La herradura de agua que ordena la capital de Granada no la excavó nadie: es un cráter volcánico que el mar acabó inundando. La ciudad se agarró a sus paredes y creció hacia arriba.

01 La herradura
El puerto interior de Saint George's, conocido como el Carenage, tiene forma de herradura casi perfecta. La explicación no es de ingeniería sino de geología: es un cráter volcánico sumergido, abierto al mar por un extremo.

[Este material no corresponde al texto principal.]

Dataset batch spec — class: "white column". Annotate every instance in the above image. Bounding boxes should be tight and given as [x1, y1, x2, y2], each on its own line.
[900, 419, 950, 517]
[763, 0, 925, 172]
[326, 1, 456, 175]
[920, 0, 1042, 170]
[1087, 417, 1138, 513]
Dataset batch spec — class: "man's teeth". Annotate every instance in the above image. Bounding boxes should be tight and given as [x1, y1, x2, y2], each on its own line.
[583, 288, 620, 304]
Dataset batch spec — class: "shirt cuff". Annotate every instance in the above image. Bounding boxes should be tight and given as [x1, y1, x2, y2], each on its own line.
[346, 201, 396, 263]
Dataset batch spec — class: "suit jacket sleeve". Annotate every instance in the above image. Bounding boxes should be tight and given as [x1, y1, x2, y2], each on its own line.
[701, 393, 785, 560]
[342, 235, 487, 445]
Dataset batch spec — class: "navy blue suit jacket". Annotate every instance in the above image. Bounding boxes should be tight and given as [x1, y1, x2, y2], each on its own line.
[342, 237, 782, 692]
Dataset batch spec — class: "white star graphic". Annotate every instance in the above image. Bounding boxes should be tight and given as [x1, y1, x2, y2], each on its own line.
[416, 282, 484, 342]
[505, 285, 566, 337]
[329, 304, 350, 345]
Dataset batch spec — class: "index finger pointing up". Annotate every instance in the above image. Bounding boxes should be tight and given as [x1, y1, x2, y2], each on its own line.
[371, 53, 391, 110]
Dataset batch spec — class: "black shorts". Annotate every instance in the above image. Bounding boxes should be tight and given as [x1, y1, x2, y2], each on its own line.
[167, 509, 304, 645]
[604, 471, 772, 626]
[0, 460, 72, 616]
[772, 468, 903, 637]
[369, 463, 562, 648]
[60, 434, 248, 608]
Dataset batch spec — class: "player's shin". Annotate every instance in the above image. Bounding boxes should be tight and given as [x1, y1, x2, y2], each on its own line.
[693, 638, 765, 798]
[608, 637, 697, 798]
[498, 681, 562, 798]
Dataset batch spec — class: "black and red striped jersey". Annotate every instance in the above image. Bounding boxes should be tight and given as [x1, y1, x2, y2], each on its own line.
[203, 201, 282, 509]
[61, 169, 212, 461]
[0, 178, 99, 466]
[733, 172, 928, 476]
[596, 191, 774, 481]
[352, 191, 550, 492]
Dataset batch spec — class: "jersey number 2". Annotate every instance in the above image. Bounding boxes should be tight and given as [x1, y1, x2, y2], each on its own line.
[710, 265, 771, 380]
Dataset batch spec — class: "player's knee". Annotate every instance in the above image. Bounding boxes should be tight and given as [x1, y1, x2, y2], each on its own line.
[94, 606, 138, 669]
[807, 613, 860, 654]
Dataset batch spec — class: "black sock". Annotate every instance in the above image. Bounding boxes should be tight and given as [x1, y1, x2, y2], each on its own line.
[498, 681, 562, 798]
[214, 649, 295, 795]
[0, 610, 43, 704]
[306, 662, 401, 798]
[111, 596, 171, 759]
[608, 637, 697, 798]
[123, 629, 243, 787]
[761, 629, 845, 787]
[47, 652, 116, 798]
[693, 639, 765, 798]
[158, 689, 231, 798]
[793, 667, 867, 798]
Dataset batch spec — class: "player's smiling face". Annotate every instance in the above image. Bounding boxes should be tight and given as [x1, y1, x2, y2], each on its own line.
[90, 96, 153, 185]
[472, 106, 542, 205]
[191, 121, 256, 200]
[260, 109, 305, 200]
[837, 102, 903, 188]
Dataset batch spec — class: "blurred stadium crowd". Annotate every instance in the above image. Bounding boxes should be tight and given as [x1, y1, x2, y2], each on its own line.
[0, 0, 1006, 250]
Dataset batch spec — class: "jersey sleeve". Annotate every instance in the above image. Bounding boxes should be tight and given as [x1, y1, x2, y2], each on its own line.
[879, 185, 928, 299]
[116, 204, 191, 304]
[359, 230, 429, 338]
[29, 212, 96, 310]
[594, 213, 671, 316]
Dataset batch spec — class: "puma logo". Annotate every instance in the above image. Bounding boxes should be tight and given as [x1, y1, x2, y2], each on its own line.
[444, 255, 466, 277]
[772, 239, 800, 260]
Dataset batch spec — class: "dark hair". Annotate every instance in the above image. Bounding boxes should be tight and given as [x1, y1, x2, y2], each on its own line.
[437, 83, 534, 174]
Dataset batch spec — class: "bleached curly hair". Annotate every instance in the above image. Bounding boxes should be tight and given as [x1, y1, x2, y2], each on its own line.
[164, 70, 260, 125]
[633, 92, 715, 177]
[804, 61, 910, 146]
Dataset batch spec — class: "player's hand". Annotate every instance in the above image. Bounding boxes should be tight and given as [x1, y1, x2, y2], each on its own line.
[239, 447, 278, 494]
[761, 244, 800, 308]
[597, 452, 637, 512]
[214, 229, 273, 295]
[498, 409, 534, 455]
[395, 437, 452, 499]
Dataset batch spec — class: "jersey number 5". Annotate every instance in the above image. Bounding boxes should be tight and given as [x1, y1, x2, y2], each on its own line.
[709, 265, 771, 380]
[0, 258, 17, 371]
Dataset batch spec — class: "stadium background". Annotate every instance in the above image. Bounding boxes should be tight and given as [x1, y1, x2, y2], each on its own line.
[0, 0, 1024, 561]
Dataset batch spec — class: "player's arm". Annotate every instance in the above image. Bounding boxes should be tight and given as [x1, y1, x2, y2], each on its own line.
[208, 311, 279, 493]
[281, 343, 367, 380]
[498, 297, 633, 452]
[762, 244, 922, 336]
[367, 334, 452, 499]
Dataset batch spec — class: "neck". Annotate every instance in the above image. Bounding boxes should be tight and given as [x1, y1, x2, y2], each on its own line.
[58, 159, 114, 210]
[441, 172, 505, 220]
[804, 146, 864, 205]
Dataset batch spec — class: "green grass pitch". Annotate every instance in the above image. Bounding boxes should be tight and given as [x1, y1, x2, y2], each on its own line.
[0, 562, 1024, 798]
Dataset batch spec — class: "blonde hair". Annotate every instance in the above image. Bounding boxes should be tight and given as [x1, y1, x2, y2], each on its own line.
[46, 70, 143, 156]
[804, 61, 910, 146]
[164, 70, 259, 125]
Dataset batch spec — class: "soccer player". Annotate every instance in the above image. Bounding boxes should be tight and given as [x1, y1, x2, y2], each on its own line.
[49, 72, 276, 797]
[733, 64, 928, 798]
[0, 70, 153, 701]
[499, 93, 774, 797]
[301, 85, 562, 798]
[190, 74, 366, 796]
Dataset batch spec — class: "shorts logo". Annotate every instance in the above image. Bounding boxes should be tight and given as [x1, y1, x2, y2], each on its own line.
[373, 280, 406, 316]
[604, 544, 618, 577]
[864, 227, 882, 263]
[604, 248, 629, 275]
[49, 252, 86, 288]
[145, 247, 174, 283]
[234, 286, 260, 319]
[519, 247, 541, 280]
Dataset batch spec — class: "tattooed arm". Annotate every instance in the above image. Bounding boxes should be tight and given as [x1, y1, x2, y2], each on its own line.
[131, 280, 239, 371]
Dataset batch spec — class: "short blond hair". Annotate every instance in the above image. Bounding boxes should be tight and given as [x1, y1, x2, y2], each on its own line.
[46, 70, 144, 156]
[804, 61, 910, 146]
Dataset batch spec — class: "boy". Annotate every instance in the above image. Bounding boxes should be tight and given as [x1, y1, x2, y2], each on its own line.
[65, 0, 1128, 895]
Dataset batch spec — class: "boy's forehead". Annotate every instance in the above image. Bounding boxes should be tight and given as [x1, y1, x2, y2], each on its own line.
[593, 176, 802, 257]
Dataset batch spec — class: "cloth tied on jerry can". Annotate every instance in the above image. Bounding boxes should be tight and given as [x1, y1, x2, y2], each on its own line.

Eso lo cambia todo. El agua queda protegida por paredes empinadas en casi todo su perímetro, la profundidad llega enseguida y la ciudad tiene, desde cualquier punto de la orilla, una vista curva de sí misma al otro lado del agua.
02 Dos ciudades y una loma
Entre el puerto interior y la bahía abierta que hay al otro lado se levanta una loma coronada por Fort George, el fuerte que los franceses empezaron cuando fundaron el lugar en 1650. Esa loma parte la ciudad en dos mitades que se dan la espalda.
De un lado, el Carenage: muelles, almacenes, oficinas y el tráfico marítimo. Del otro, la Esplanade y el mercado, la parte comercial que mira al mar abierto. Ir de una a otra por arriba significa subir y bajar una cuesta considerable.

03 Los incendios que fijaron el color
La ciudad nació francesa, como Ville de Saint-Louis, y pasó a manos británicas en 1763. Poco después, dos incendios seguidos, en 1771 y 1775, arrasaron una ciudad construida en madera.
La respuesta fue una norma: a partir de entonces se construiría en ladrillo y piedra. De ahí viene el aspecto que tiene hoy, tan poco caribeño en el material y tan reconocible en el color: muros gruesos de piedra volcánica y ladrillo, y cubiertas de teja roja.
04 Treinta y tres mil habitantes
El censo de 2012 dio a la capital unos 33.700 habitantes, y esa escala se nota en todo. No hay avenidas: hay calles estrechas que suben en diagonal, escaleras públicas entre manzanas y muros de contención por todas partes.
El crecimiento se ha resuelto hacia arriba, casa sobre casa por la ladera, hasta donde la pendiente lo permite. Vista desde el fuerte, la ciudad parece una grada que baja hacia el agua, y esa es exactamente su lógica.
05 La huella
Saint George's se recuerda por la combinación: agua verdosa quieta en el centro, casas de piedra con teja roja subiendo por las paredes del cráter y una loma con un fuerte encima que lo cierra todo por el oeste.
Es una ciudad diminuta, se cruza andando en media hora y no tiene nada monumental. Pero pocos sitios explican tan bien cómo un accidente geológico puede decidir la forma de una ciudad entera durante casi cuatro siglos.